It's not about my courteous father who would never speak rudely to another person, let alone handle them against their will.
It is about my daughter's right to work in a cafe without customers threatening to wait for her and rape her because they are dissatisfied with the coffee.
It is not about my son who manages to walk around the roads at night without ever assaulting a female.
It is about my daughter's right to walk down the same roads and not be assaulted by anyone.
It is not about my male colleagues who are immaculate in their behaviour around students and staff.
It is about my daughter and other young teens who were groped on stage by a middle aged man at the same institution and unable to do anything about it.

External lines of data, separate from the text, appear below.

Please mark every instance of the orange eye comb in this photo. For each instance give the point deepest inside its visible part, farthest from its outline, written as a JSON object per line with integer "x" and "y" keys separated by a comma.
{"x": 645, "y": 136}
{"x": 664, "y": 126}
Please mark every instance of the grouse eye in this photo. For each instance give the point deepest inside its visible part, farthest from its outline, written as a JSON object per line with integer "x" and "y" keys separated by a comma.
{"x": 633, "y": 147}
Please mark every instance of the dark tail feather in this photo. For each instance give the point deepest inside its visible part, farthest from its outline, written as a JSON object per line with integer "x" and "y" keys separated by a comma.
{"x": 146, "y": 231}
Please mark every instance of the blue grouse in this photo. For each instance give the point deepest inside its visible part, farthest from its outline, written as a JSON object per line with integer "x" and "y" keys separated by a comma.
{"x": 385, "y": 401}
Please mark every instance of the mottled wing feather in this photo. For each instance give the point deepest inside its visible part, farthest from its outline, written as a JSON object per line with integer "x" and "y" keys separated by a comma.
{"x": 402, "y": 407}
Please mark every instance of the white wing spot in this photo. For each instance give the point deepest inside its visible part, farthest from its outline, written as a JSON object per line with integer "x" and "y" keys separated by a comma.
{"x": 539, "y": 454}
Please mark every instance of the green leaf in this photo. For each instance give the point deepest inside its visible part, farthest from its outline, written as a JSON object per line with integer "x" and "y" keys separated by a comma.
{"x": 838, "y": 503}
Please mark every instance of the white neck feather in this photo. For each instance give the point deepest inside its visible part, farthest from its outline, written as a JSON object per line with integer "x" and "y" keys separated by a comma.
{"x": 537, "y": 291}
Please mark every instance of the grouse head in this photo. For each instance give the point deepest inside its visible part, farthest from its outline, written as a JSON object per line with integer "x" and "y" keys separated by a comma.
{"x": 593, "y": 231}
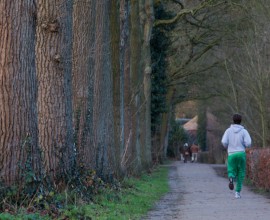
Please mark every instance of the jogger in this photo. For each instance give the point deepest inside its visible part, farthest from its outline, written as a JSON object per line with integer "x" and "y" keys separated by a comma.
{"x": 237, "y": 168}
{"x": 236, "y": 138}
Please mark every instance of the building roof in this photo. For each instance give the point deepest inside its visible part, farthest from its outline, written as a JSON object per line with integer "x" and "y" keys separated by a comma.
{"x": 191, "y": 125}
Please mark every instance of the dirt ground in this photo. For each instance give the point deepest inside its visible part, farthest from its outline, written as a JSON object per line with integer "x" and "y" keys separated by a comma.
{"x": 200, "y": 192}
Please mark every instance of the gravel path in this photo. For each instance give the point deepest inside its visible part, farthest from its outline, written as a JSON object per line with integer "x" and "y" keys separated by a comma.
{"x": 198, "y": 193}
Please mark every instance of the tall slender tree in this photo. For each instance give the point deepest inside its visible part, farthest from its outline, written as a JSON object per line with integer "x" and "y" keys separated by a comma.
{"x": 18, "y": 91}
{"x": 53, "y": 60}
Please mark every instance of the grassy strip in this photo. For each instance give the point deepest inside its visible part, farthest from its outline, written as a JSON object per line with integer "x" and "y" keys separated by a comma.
{"x": 132, "y": 201}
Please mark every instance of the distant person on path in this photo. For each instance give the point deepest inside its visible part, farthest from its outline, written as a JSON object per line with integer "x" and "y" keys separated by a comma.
{"x": 235, "y": 139}
{"x": 194, "y": 152}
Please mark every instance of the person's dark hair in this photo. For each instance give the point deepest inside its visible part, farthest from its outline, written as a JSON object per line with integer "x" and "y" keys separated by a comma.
{"x": 237, "y": 118}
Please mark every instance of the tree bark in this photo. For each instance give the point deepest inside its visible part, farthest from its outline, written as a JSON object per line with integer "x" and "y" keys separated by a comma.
{"x": 18, "y": 90}
{"x": 136, "y": 84}
{"x": 82, "y": 80}
{"x": 103, "y": 98}
{"x": 53, "y": 59}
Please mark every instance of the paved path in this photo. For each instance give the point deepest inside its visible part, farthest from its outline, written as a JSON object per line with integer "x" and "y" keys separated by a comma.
{"x": 198, "y": 193}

It is not about all the lovely men I have met at parties and had a great time with.
It is about my daughter's right to go to a party and maybe even stay for a sleepover without some random male trying to push his way into her bed.
It is not about my loving husband for whom sex has always been a mutual act of engaging with another human being.
It is about my daughter's right not to be guilt-tripped and followed and harassed if she decides she doesn't want to have sex with any particular man.
For once, it is not about the men. IT'S ABOUT THE WOMEN.
Of course there are worries about men too. My son has been assaulted in the street. But it was by other boys his age, not by women. And it has happened twice, as an unexpected and unusual occurrence.
My daughter has to be on her watch every time she goes to a party, every time she walks home alone at night, every time she works in close proximity to men.
It is not hating him to point out that her life is influenced by the need to take precautions in a way that his isn't.